Concern at high use of anti-terror powers in Derry/Strabane with 2,245 stop and searches in just two years
The PSNI are being urged to record the background of people stopped under anti-terror legislation as figures show it was used on over 2,000 occasions in just two years in Derry/Strabane.
Data show there were 2,245 instances of people being searched under the Terrorism Act 2000 and Justice & Security (NI) Act 2007 from October 2018 to November 2020.
The vast majority involved JSA Section 24 (2,052) which relates to searches for ‘munitions and transmitters’, followed by JSA Section 21 (169), a power allowing police to question a person about their movements and what they might know about ‘a recent explosion or another recent incident endangering life.’
Twenty-four searches also took place under TACT Sections 43 and 43A which allow police stop a person they suspect is a terrorist.
Figures from October 2019 to September 2020 confirm TACT and JSA powers continue to be used in Derry/Strabane more often than any other district.
Brian Gormally, director of the Committee on the Administration of Justice (CAJ) claimed: “These stop and search powers are draconian and infringe on the right to a private and family life (Article 8 European Convention on Human Rights).
“They must only be used when strictly necessary, justified by a real threat to people and proportionate to the harm to be prevented.”
Mr. Gormally said the PSNI should ‘immediately begin monitoring the community background of those stopped, as urged by many reports and the courts.’
Independent Derry & Strabane Councillor Gary Donnelly expressed concern over high levels of stop and search.
He said: “The vast majority of these searches would be inflicted on the nationalist/republican community.
“These statistics will come as no surprise to the working class people of Derry and Strabane,” he said.
Colr. Donnelly raised further concerns over house raids and the operation of MI5 in the city.
PSNI District Commander for Derry City and Strabane Chief Superintendent Darrin Jones said: “We use stop and search powers only when necessary to help protect communities throughout Northern Ireland. These powers are vital in helping us to prevent, detect and investigate crime.
“We recognise that the use of these powers is a sensitive issue for our communities. I can assure the public, we continually review our practices and training, and have processes in place to ensure that stop and search is used effectively and proportionately.

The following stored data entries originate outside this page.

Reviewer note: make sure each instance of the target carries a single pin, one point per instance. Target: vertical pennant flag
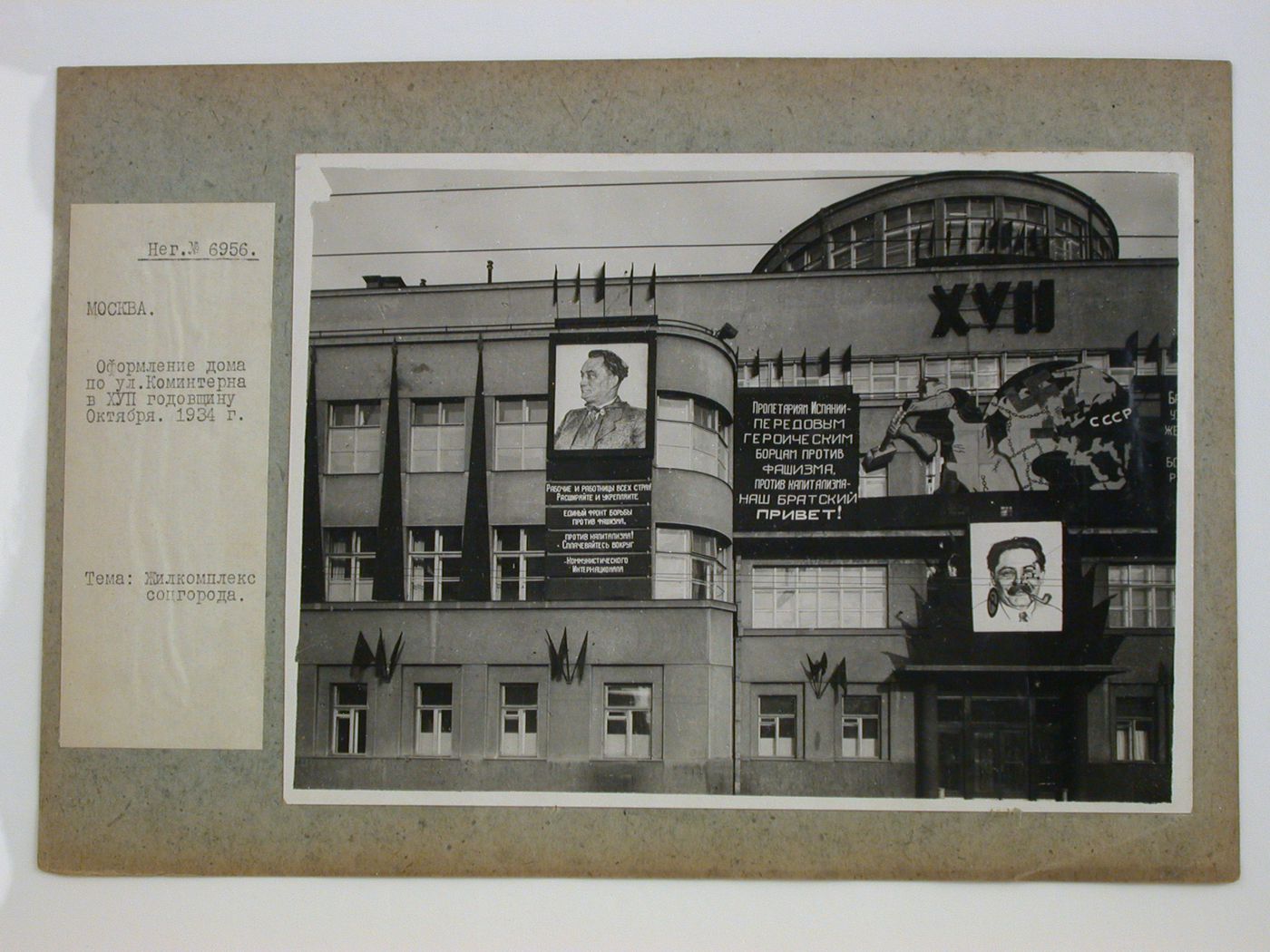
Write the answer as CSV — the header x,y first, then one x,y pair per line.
x,y
474,578
311,577
389,583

We have a number of governance groups to ensure police powers, including stop and search, are being used fairly and effectively.
“Following a number of recommendations to the Police Service in terms of the community monitoring of stop and search activity, a working group has progressed significant research with a view to establishing options for implementation.
“These options, which are informed by a complex data protection impact assessment and have been prepared in consultation with the information Commissioner’s Office, are due to be discussed during March at the PSNI’s Policing Powers Development Group. The Policing Board and the Independent Reviewer of Justice and Security Powers have been regularly updated on progress.”